Tatsächlich markiert „Wildflower“ Crows Rückkehr Zum lyric driven song; man spürt an vielen Stellen, daß die Innenbetrachtungen ernsthaft und die Lieder nicht bloß gedachte Singles sind. Leider traut sich Crow aber nicht, ihren zurückgewonnenen Sinn für glaubhafte Musik auch in eine entsprechende Produktion umzusetzen. John Shanks (Joe Cocker, Ashlee Simpson, Alanis Morissette) macht auf „Wildflower“ nämlich, was er am besten kann: eine Kulisse aus weich geklopften Trommeln, radiokompatibler Komprimierung und mit vielen Streichern hinterlegten Oberflächen, die jedes Signal unangenehm verschwimmen lassen.

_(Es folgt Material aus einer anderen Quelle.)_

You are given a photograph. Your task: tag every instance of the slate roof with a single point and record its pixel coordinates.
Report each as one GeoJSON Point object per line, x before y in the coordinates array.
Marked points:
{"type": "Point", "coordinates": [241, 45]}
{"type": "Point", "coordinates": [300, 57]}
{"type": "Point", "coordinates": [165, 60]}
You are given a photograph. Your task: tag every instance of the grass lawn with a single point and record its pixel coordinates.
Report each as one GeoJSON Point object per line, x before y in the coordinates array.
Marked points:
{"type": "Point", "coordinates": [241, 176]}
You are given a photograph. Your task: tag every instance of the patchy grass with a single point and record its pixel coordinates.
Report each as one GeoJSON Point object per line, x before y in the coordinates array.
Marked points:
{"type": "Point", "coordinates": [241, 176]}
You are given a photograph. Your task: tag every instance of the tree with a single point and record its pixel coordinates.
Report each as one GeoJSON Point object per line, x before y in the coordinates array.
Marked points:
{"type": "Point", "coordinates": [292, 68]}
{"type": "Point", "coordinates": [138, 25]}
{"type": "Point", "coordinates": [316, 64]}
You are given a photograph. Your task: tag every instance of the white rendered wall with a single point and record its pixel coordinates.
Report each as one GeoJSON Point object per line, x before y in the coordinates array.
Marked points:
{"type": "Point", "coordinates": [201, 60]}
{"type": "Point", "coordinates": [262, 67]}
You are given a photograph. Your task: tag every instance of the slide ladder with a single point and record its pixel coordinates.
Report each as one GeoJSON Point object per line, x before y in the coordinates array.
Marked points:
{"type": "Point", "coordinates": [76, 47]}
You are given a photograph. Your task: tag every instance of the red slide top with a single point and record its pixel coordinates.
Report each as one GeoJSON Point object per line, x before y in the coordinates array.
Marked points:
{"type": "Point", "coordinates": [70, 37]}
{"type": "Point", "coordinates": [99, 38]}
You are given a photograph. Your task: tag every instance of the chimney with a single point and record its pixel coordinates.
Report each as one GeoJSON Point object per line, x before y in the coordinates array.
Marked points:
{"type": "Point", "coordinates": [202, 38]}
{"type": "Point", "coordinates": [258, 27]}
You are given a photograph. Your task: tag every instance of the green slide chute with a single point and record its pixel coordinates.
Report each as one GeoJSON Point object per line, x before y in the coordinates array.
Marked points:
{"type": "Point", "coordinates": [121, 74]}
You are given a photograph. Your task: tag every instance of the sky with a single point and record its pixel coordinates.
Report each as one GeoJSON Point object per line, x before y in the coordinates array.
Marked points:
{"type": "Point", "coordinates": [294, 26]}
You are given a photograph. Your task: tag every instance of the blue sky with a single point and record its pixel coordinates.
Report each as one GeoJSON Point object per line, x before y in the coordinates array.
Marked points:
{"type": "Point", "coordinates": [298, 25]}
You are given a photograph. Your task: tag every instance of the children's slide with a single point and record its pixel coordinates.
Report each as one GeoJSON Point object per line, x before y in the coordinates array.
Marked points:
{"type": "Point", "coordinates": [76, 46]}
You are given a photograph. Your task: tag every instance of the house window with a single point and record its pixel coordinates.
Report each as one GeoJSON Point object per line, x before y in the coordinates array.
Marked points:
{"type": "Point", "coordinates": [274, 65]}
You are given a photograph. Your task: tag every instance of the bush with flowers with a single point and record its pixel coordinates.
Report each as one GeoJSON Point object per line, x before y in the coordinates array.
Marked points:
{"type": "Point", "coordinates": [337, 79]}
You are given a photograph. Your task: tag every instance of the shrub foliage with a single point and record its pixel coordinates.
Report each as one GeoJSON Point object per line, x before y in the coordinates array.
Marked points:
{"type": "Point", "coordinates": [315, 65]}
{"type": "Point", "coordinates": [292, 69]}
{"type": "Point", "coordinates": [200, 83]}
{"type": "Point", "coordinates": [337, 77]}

Angesichts schöner Lieder wie „I Know Why“ (zwei Akustische plus Banjo), „Perfect Lie“ (apathisch-dramatischer Gesang, Neil-Young-Schlurftempo) und „Where Has All The Love Gone“ (Bush-Schelte zu Klavier und Zwölfsaitiger) ärgert das sehr, weil man hier gern ganz direkt dabei wäre, nicht nur hinter einer Glasscheibe. Aber so ganz will Crow eben die Option aufs große Geschärt nicht ziehen lassen und geht deshalb mit ihrer bislang poppigsten Produktion einen Kompromiß ein.

Andere Lieder bleiben von Shanks‘ Breitwandproduktion allerdings unbeschadet: Das zu chromatischen Akkorden tief schürfende Titellied ist beachtlich; , Always At Your Side“ singt Crow mit reifem Ausdruck zum Klavier; und „Chances Are“ hat jene an Jimmy Page geschulte, leicht orientalische Harmonik, die bereits auf den „Globe Sessions“ bestens funktionierte.

Womöglich ist sich Sheryl Crow übrigens der Kompromißhaftigkeit von “ Wildflower“ bewußt: Angeblich wird der Deluxe-Version des Albums ein zweiter Tonträger beiliegen, auf dem alle Songs in akustischer Version zu hören sind.